We stare at each for a few minutes, and it’s clear he’s not going to back down. I feel like I’m drowning in his gray eyes, mesmerized by the silver flecks, and I have to look away. “Can I be there?”

“Of course.”

If he thinks my mother is going to clutch her pearls and say, “Oh no… you cannot take my baby girl away!” he’s nuts. If anything, she’ll ask him for money.

“Fine. You win. Good luck squeezing those big shoulders into my house.”

“You’re funny.” His grin widens. “If we think of anything else, we’ll have it added to the prenup. I should have that ready this week, then we can move forward.”

I stand and push my chair in. “I do have one rule of my own,” I say, smiling up at him. “No kissing the bride at the ceremony.”

He stands, too, and swaggers across the room to put my mug in the dishwasher. “That’s a given. I can promise you, Sparkles, I’ll never try to kiss you.”

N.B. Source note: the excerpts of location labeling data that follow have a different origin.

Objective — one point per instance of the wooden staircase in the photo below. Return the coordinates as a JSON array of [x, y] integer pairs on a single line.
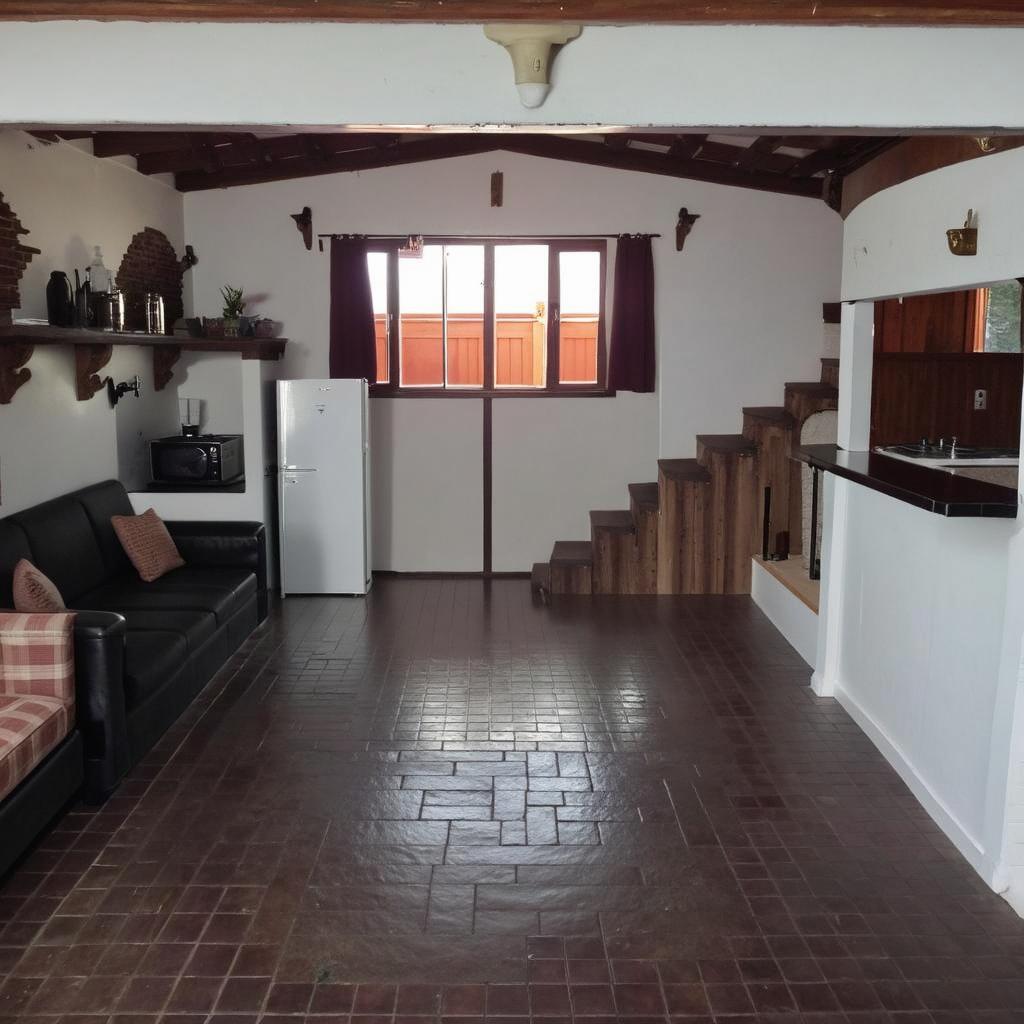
[[694, 529]]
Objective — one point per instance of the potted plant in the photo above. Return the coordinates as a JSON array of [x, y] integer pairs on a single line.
[[233, 307]]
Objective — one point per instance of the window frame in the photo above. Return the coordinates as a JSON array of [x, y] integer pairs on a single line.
[[553, 387]]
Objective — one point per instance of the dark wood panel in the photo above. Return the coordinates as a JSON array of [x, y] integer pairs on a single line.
[[915, 156], [945, 322], [1005, 12], [916, 395]]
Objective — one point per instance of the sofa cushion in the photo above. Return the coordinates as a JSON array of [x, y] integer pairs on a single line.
[[13, 547], [196, 627], [64, 546], [147, 544], [151, 659], [30, 728], [220, 591], [101, 502], [34, 591]]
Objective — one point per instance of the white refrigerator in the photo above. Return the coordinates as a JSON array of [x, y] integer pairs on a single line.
[[324, 486]]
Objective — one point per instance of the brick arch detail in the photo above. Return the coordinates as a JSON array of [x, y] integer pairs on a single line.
[[150, 265], [14, 257]]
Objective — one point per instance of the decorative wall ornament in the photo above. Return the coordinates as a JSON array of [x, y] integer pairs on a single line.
[[964, 241], [529, 46], [683, 226], [150, 265], [304, 222], [14, 257]]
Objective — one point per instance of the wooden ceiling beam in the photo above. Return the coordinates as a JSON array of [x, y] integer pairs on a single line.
[[131, 143], [649, 162], [248, 150], [911, 12], [437, 147]]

I ignore the tiny cinch of disappointment in my heart.

Chapter 12

Jude

Skylar wasn’t kidding.

Even with her warning, I’m shocked when she unlocks the front door of her house and we step inside.

There’s a total mishmash of crap everywhere, piled from floor to ceiling. Some of it in boxes and bags, some of it just tossed loose. Clothes, luggage, canned goods, magazines, books, and blankets. Bottles of lotion and shampoo. Random decor just thrown anywhere. It’s like a dollar store exploded and this woman decided to stick a couch and television on top of the mess.

“Mom,” Skylar says loudly as we squeeze through narrow paths and climb over shorter piles. “We’re here.”

Apparently, she told her mother I’d be coming over, but didn’t tell her why.

“Oh, good,” her mother replies in a completely normal, upbeat voice that only makes her come off as a nut, given the fact that two people are literally climbing into her living room.

When we finally get to the far end of the room, there’s a two-foot radius around the couch that’s clear enough for us to stand in. Out of the corner of my eye, I see either a large roach or a small mouse scurry under the couch.